Ex-Fargo firefighter's appeal over termination denied

FARGO--Scot Kelsh spent more than six years as a Fargo firefighter. Now, he wonders what he's going to do with the rest of his life. Kelsh and his doctors say he has post-traumatic stress disorder and can't work as a firefighter. After six weeks ...

FARGO--Scot Kelsh spent more than six years as a Fargo firefighter.

Now, he wonders what he's going to do with the rest of his life.

Kelsh and his doctors say he has post-traumatic stress disorder and can't work as a firefighter.

After six weeks of looking for another city job, Kelsh was terminated Feb. 2.

On Tuesday, Kelsh's appeal to the Fargo Civil Service Commission was denied on a 5-0 vote.


The commission ruled--after hearing statements from Kelsh's lawyer Margaret Morley and Assistant City Attorney Nancy Morris, and testimony by city staff--that his termination was not done for political or improper reasons.

Kelsh, a father of four, said that as a firefighter and emergency medical technician, he saw things that gnawed at him: injured children, attempted suicides, drug overdoses, decomposing bodies.

"They (teachers and co-workers) try to tell you, but until you actually experience some of these things. You can't train for it. If it's an incident that involves a child, it's very emotional and traumatic," Kelsh said.

Kelsh started firefighting in August 2009 at age 47. He said the job took a toll over time. That was particularly true of several incidents in August 2015, including attempted suicides and a drug overdose, he said in a written statement that's part of the Civil Service Commission's record of the case.

Kelsh also wrote that from January 2015 to September 2015, he had to work for a man who treated him with disdain.

Kelsh said he thought all was good again when his station got a new fire captain. But in early September 2015, he was visited by Battalion Chief Dane Carley.

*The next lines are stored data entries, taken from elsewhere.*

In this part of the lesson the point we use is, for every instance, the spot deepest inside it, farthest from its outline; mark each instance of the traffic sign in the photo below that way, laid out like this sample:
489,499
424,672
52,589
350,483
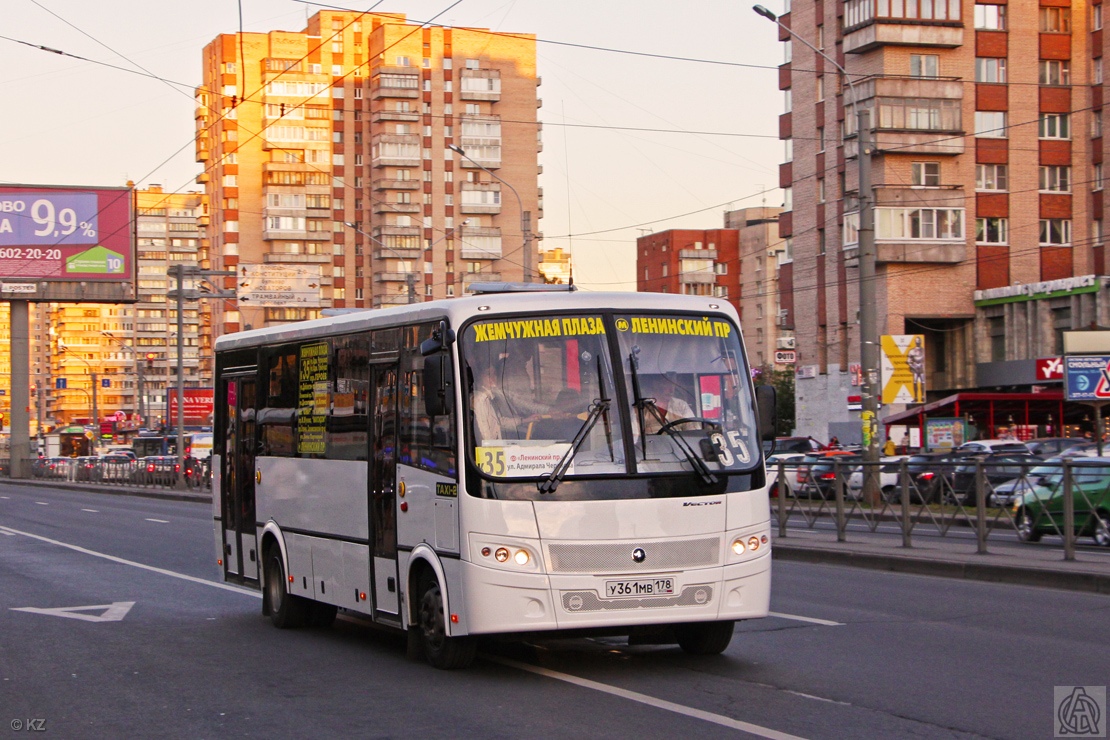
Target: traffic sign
1087,377
276,286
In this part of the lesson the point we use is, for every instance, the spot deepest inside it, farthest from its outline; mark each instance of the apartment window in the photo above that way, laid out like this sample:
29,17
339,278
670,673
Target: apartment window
1056,20
1056,232
990,124
925,174
990,18
924,66
1053,125
919,113
919,223
991,176
991,231
1052,71
1056,179
988,69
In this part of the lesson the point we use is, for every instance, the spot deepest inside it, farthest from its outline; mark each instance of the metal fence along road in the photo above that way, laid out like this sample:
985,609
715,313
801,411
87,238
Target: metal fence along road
1062,504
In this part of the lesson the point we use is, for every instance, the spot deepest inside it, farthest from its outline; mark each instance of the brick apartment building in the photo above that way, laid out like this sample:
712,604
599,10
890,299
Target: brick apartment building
350,121
987,120
738,263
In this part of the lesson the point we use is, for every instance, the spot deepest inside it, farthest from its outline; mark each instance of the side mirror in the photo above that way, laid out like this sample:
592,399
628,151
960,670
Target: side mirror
439,395
767,409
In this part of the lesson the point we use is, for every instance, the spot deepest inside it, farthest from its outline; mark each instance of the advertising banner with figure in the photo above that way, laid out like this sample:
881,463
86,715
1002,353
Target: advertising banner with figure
904,368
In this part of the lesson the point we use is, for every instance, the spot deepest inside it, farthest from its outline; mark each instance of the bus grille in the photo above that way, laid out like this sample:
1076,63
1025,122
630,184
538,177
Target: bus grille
616,558
692,596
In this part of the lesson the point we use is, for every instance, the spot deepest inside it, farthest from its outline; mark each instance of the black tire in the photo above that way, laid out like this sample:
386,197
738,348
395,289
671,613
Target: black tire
440,650
709,638
1101,534
1025,525
322,615
286,610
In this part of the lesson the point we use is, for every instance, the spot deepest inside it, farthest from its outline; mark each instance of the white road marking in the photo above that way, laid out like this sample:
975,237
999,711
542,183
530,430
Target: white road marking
84,550
813,620
651,701
113,611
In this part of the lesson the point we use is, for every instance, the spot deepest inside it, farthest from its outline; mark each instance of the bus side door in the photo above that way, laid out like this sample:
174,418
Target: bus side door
240,537
383,477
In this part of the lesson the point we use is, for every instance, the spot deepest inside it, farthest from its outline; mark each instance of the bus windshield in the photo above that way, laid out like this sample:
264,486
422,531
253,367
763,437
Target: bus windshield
550,401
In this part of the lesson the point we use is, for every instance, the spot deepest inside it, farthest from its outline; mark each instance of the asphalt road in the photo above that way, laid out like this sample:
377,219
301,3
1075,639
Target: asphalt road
850,654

Kelsh said Carley told him that he wasn't meeting standards and would have to do remedial training for firefighting, EMT and driving skills.

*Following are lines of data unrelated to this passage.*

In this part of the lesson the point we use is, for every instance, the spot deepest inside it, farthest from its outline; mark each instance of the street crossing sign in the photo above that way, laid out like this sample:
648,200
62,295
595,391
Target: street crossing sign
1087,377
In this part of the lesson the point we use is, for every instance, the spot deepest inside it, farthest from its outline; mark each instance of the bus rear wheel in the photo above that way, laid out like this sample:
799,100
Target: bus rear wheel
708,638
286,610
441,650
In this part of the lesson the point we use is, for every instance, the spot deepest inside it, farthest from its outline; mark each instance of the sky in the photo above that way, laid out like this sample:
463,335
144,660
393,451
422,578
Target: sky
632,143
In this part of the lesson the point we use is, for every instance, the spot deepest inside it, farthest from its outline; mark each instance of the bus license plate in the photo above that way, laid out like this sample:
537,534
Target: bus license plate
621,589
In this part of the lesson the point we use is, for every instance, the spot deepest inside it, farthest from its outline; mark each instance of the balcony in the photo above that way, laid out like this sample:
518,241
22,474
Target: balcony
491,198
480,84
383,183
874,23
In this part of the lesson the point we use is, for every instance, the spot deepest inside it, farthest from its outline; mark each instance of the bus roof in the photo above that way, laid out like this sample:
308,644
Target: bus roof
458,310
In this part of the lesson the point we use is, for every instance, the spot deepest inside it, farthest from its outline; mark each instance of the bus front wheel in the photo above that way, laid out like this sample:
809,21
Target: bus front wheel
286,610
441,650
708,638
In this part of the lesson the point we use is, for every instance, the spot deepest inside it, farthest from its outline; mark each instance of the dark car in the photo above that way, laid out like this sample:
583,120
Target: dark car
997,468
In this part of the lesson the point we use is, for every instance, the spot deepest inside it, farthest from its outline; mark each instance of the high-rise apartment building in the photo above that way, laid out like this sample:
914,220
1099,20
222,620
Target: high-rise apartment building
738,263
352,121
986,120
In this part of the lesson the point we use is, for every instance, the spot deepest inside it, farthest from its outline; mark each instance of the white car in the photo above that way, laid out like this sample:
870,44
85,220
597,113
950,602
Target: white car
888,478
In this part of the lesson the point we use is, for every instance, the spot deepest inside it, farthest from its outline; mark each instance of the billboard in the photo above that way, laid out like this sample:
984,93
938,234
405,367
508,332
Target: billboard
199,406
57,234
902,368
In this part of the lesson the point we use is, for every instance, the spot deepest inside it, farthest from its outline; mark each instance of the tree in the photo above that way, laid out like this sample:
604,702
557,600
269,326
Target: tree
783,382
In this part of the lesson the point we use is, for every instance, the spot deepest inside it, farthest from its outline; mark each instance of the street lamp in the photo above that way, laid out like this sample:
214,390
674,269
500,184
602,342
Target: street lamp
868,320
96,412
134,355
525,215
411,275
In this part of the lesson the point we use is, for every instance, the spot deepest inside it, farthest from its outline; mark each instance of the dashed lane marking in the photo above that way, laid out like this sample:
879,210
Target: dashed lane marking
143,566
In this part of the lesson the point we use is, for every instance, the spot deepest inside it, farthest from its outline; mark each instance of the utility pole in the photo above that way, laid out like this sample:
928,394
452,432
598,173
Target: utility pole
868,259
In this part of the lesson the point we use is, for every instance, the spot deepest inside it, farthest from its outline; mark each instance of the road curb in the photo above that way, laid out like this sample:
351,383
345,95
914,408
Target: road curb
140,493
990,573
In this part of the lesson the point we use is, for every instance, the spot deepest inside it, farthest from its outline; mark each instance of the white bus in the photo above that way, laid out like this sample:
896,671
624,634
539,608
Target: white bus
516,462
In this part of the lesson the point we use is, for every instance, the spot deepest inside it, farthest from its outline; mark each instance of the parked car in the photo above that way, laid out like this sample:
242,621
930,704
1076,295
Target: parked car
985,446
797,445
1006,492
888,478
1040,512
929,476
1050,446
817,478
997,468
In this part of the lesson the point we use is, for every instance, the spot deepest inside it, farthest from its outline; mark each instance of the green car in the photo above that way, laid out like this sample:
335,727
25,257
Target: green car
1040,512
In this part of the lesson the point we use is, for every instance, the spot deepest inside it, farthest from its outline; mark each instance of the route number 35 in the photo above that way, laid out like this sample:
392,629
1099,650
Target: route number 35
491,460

Until that point his evaluations had been "either glowing or all positive," he said.


Documents obtained in an open records request were redacted to delete references to Kelsh's medical issues, though Civil Service Commission members referenced the diagnosis of PTSD during Tuesday's hearing.

Kelsh said he sought help for the conditions that started to manifest themselves after meeting with Carley and the fire department's chief and assistant chief in mid-September 2015, when he signed a document acknowledging he had been told to improve his performance.

He was then shifted to a temporary office job in the department. In mid-December, Kelsh was told he'd have to find a different job with the city, or he would be let go.

Kelsh applied for eight city jobs, including a permanent version of the office job he had been doing, and posts in the inspections, planning, engineering and transit departments.

He got a couple of interviews, but was told he didn't have the right qualifications.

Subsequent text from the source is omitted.